Weather in Northern Ireland
The whole of Northern Ireland has a temperate maritime climate, rather wetter in the west than the east, although cloud cover is persistent across the region. The weather is unpredictable at all times of the year, and although the seasons are distinct, they are considerably less pronounced than in interior Europe or the eastern seaboard of North America. Average daytime maximums in Belfast are 6.5 °C (43.7 °F) in January and 17.5 °C (63.5 °F) in July. The damp climate and extensive deforestation in the 16th and 17th centuries resulted in much of the region being covered in rich green grassland.
Popular Northern Ireland Locations - Countys and Cities
Northern Ireland consists of six historic counties: County Antrim, County Armagh, County Down, County Fermanagh, County Londonderry, County Tyrone.

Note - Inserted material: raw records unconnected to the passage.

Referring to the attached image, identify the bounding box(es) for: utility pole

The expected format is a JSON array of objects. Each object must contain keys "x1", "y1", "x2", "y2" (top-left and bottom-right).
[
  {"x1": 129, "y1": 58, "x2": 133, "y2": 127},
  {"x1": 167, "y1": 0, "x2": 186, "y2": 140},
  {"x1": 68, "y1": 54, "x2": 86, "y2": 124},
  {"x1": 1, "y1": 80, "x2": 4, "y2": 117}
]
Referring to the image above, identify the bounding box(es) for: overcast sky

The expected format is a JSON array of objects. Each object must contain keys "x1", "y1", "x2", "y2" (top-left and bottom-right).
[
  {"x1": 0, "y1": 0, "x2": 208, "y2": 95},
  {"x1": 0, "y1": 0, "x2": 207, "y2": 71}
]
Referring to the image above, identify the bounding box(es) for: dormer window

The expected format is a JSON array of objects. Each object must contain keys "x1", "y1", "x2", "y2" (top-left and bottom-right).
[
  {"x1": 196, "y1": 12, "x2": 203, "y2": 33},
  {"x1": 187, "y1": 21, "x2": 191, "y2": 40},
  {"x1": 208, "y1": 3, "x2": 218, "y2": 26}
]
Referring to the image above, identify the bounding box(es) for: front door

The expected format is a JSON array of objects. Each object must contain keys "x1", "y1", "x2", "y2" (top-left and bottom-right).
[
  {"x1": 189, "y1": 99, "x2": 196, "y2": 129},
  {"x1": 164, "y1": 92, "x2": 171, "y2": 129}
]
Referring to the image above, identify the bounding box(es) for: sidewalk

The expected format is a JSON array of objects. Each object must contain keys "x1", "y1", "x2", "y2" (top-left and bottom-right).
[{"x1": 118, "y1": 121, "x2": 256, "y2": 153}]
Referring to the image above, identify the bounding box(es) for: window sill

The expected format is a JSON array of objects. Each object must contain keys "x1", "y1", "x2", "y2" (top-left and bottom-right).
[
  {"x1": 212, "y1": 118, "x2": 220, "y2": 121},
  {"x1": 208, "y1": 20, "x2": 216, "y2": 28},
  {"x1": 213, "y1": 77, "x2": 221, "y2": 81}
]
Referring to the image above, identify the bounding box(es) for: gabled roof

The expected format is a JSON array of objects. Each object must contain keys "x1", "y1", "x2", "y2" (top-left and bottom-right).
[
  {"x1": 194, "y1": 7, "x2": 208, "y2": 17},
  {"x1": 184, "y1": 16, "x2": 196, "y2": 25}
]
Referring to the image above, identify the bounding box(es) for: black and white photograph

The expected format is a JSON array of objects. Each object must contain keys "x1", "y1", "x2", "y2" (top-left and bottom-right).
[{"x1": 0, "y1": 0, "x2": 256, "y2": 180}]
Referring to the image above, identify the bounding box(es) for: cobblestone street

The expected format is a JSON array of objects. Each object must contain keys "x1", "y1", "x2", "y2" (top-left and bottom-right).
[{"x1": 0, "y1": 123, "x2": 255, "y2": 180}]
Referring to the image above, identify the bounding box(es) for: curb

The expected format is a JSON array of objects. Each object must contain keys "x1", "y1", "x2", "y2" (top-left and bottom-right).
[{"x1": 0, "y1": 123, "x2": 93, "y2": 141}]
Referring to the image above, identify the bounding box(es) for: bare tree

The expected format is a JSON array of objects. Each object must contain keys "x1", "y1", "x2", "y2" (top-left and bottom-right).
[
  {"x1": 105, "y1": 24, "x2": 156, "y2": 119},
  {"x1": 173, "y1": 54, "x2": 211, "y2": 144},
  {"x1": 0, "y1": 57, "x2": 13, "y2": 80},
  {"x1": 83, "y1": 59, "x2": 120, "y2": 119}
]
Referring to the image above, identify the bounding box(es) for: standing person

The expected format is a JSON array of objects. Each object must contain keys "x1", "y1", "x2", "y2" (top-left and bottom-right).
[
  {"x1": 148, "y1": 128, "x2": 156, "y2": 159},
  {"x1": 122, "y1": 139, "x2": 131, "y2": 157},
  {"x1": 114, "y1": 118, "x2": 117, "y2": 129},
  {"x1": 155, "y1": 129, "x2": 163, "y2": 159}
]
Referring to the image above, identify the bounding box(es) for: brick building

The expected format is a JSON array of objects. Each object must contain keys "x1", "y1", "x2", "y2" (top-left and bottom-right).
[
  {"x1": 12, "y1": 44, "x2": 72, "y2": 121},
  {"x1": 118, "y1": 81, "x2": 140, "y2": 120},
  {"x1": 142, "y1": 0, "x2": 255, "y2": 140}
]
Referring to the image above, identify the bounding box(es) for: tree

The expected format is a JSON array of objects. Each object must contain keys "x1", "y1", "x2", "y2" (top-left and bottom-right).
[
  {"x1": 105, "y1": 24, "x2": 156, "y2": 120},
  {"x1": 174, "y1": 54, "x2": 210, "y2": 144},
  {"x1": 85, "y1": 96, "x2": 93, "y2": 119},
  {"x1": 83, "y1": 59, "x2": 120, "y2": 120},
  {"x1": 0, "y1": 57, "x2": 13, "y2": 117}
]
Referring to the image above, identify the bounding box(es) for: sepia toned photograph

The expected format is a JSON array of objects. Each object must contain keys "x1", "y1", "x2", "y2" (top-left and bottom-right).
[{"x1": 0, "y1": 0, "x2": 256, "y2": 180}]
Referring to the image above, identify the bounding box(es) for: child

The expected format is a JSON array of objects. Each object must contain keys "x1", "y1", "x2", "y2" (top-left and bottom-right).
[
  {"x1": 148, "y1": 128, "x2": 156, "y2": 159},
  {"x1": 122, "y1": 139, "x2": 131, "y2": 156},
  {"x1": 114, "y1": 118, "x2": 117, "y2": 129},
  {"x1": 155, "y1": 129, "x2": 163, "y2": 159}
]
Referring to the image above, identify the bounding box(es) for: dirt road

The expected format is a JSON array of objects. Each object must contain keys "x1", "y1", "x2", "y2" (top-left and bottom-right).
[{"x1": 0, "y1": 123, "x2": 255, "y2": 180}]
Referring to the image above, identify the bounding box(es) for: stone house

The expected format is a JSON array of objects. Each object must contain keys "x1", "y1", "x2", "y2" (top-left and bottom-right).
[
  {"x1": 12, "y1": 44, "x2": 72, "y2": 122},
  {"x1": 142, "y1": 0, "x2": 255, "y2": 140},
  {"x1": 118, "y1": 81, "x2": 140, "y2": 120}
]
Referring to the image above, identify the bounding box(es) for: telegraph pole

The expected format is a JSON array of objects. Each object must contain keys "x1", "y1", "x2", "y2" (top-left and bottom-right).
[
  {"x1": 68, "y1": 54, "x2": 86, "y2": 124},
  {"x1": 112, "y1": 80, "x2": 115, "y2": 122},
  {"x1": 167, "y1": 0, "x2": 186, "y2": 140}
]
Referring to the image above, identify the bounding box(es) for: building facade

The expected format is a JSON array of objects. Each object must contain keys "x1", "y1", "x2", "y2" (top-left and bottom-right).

These counties are no longer used for local government purposes; instead there are twenty-six districts of Northern Ireland which have different geographical extents, even in the case of those named after the counties from which they derive their name. Fermanagh District Council most closely follows the borders of the county from which it takes its name. Coleraine Borough Council, on the other hand, derives its name from the town of Coleraine in County Londonderry.
Although counties are no longer used for governmental purpose, they remain a popular means of describing where places are. They are officially used while applying for an Irish passport, which requires the applicant to state his or her 'county of birth' - which then appears in both Irish and English on the passport's information page, as opposed to the town or city of birth on the United Kingdom passport. The Gaelic Athletic Association still uses the counties as its primary means of organisation and fields representative teams of each GAA county.
The county boundaries still appear on Ordnance Survey of Northern Ireland Maps and the Phillips Street Atlases, among others. With their decline in official use, there is often confusion surrounding towns and cities which lie near county boundaries, such as Belfast and Lisburn, which are split between counties Down and Antrim (the majorities of both cities, however, are in Antrim)
There are 5 major settlements with city status in Northern Ireland: Armagh, Belfast, Derry, Lisburn and Newry.
Economy of Northern Ireland
The Northern Ireland economy is the smallest of the four economies making up the United Kingdom. Northern Ireland has traditionally had an industrial economy, most notably in shipbuilding, rope manufacture and textiles, but most heavy industry has since been replaced by services, primarily the public sector. Tourism also plays a big role in the local economy. More recently the economy has benefited from major investment by many large multi-national corporations into high tech industry. These large organisations are attracted by government subsidies and the skilled workforce in Northern Ireland. Despite the presence of many multi-national corporations, the largest employer in the country is the Government.